Née en 1962, j’ai toujours entendu parler politique à la maison avec mes parents militants communistes et associatifs : laïcité, émancipation féminine, solidarité, partage, internationalisme, tolérance et paix. Mon père m’a transmis sa passion pour l’histoire et je sais l’importance du parti dans les conquis sociaux et dans la Résistance. Nous allions tous les ans à la commémoration à la carrière des fusillés de Châteaubriant.

1er souvenir : les élections présidentielles de 1969 avec Jacques Duclos. Mes parents dépouillent à l’école de la rue Ampère à Nantes, et je déambule entre les tables où la tension est extrême.

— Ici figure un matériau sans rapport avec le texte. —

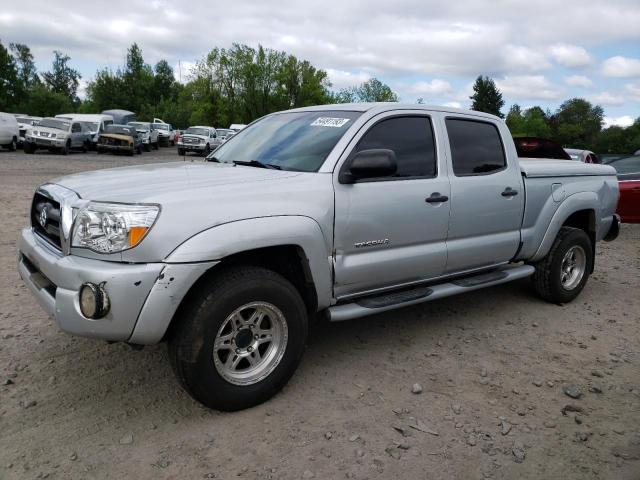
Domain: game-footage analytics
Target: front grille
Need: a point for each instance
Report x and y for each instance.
(47, 225)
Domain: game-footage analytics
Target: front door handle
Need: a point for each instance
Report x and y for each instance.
(436, 198)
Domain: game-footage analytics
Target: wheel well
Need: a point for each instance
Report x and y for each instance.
(585, 220)
(290, 261)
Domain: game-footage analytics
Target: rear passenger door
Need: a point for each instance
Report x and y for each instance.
(487, 194)
(386, 232)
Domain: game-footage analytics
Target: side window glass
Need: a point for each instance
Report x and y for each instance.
(411, 138)
(476, 147)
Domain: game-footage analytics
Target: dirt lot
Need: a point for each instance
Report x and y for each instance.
(492, 366)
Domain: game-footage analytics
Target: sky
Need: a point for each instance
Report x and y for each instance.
(538, 52)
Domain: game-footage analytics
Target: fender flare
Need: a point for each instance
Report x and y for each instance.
(573, 203)
(226, 239)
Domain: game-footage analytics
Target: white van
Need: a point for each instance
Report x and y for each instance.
(93, 122)
(8, 131)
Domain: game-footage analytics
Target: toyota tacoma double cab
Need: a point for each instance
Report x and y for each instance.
(340, 211)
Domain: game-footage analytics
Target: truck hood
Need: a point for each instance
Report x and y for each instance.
(163, 183)
(194, 197)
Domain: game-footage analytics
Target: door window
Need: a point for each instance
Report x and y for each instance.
(476, 147)
(411, 138)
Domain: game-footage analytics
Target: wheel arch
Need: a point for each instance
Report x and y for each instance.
(578, 211)
(293, 246)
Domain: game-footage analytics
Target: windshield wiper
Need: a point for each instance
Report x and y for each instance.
(257, 163)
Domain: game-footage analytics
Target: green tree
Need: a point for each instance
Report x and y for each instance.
(577, 123)
(44, 102)
(373, 90)
(486, 97)
(62, 78)
(8, 80)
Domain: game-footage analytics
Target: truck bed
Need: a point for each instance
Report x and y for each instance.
(542, 167)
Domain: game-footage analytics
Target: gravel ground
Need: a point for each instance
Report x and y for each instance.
(492, 366)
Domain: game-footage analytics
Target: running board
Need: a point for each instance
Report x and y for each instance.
(390, 301)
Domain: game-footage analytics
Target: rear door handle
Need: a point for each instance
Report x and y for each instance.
(436, 198)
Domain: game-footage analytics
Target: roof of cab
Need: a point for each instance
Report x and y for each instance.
(379, 107)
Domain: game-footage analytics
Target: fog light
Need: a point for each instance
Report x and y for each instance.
(94, 301)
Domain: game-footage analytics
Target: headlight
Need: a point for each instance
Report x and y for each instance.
(112, 227)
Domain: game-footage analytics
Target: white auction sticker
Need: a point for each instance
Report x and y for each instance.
(329, 122)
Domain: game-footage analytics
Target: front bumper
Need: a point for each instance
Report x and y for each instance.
(114, 148)
(45, 142)
(143, 297)
(192, 147)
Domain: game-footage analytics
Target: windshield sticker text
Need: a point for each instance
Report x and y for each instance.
(329, 122)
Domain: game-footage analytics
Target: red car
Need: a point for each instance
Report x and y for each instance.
(629, 182)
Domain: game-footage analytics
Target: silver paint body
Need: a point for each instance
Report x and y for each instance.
(210, 211)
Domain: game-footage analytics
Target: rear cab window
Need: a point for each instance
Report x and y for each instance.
(476, 147)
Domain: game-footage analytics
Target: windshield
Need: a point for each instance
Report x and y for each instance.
(140, 126)
(297, 141)
(55, 123)
(120, 130)
(197, 131)
(91, 126)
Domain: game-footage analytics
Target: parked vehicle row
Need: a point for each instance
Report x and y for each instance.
(57, 135)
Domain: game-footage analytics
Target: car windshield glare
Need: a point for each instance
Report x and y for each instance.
(119, 130)
(196, 131)
(140, 126)
(55, 123)
(299, 141)
(627, 165)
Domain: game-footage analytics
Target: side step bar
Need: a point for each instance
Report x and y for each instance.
(393, 300)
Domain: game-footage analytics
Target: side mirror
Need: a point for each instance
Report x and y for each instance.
(373, 163)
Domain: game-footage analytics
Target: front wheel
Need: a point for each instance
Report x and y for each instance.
(563, 273)
(239, 339)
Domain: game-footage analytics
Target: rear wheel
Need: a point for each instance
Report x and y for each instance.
(239, 339)
(563, 273)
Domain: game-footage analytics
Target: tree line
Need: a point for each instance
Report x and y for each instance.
(241, 83)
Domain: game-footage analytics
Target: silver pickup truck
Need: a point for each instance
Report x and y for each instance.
(339, 210)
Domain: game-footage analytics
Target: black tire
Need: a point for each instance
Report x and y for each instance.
(547, 279)
(197, 323)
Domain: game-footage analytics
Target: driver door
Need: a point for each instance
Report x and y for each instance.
(387, 233)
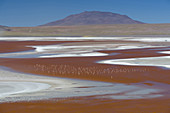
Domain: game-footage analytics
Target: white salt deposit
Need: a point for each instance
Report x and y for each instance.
(162, 61)
(24, 87)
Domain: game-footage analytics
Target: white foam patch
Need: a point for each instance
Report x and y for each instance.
(165, 52)
(75, 55)
(23, 87)
(56, 38)
(149, 39)
(10, 88)
(163, 61)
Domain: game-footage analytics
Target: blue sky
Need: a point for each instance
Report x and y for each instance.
(36, 12)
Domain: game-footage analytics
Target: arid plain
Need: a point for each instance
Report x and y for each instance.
(84, 74)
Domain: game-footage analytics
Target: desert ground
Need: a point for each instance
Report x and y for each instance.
(84, 74)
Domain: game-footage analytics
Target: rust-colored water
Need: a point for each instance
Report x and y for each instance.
(87, 68)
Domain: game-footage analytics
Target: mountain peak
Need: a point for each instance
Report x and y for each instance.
(92, 18)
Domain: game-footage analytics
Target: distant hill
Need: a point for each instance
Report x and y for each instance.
(92, 18)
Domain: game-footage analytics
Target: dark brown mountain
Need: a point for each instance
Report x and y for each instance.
(93, 17)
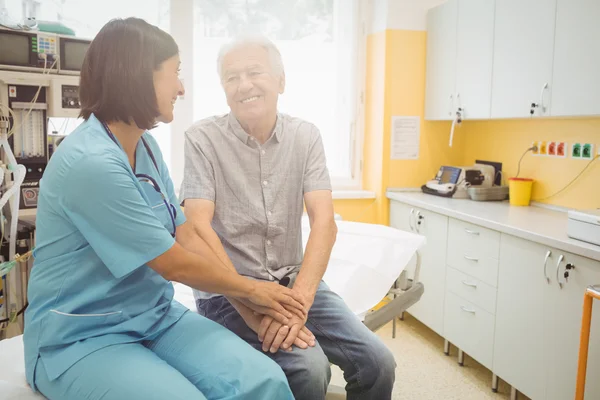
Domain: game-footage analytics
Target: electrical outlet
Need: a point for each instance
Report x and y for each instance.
(576, 150)
(561, 149)
(587, 151)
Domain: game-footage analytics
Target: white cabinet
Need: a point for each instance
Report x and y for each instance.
(576, 78)
(538, 322)
(519, 350)
(459, 59)
(430, 308)
(474, 58)
(441, 61)
(523, 57)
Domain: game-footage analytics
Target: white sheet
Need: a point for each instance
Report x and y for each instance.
(366, 260)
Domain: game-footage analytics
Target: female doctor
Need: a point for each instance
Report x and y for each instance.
(102, 322)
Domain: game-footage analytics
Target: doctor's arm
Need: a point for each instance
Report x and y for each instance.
(200, 270)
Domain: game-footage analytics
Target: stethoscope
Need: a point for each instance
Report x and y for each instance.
(147, 178)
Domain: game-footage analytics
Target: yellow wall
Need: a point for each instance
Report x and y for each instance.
(395, 85)
(506, 141)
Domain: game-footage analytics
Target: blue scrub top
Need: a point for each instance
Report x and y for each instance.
(97, 227)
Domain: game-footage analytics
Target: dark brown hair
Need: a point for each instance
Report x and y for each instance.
(116, 82)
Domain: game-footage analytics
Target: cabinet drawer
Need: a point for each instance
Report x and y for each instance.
(474, 250)
(471, 289)
(470, 328)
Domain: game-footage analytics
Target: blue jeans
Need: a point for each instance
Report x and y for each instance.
(195, 359)
(342, 339)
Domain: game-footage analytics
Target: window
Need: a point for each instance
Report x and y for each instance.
(86, 18)
(321, 44)
(318, 41)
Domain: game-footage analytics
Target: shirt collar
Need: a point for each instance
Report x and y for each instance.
(241, 134)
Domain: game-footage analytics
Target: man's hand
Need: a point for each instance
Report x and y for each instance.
(274, 335)
(278, 301)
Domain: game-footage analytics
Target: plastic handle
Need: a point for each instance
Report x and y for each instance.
(548, 254)
(465, 309)
(560, 259)
(473, 285)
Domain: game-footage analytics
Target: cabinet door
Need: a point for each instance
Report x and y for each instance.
(441, 61)
(519, 351)
(576, 81)
(523, 57)
(430, 308)
(563, 326)
(474, 57)
(402, 216)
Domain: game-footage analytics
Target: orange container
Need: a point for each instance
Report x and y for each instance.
(519, 191)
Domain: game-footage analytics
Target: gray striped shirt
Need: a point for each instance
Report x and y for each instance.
(258, 190)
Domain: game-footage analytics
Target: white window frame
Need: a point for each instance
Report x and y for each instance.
(182, 29)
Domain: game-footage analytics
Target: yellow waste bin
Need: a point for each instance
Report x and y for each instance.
(519, 191)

Nous allions aux fêtes du parti au Croisic, au champ de Mars et à la Beaujoire à Nantes et plus tard à Saint-Nazaire. La fête, les débats, la solidarité.

Autre souvenir marquant, l’élection de maman en 1977 comme adjointe Pcf aux affaires scolaires à Couëron. Je comprends l’engagement.

Un petit passage à l’UEC de 1981 à 1983, puis, fin 1984, début de ma carrière professionnelle dans le 94 à Ivry-sur-Seine, j’adhère au parti à la cellule Louise Michel. Mes premiers débats de fonds, porte-à-porte, ventes de l’Huma-Dimanche à l’entrée de la cité, la vente du muguet, les luttes contre l’extrême-droite, la solidarité internationale…je serais très vite trésorière de cellule.

J’adhère aussi à la JC au cercle Ferry, et nous nous battons pour le Nicaragua et pour la libération de Nelson MANDELA en Afrique du Sud. Nous taguons les banques contre l’apartheid et nous avons différentes initiatives pour faire connaître la situation en Afrique du Sud.

Mes premières fêtes de l’Huma à la Courneuve, en bossant sur le stand d‘Ivry.

1995 je fais un break, en désaccord avec Robert HUE, mais je reste active à la FCPE et à la CGT.

2004 je ré-adhère dans l’Oise, avant les législatives. Je serais conseillère municipale de 2008 à 2014 à Clermont et trésorière départementale de 2010 à 2014. Beaucoup d’initiatives de solidarité, de manifestations et de luttes.

Depuis sept 2014, retour à Nantes. Je m’investis davantage à la CGT et, malgré quelques désaccords, je reste fidèle à mon parti et ses valeurs.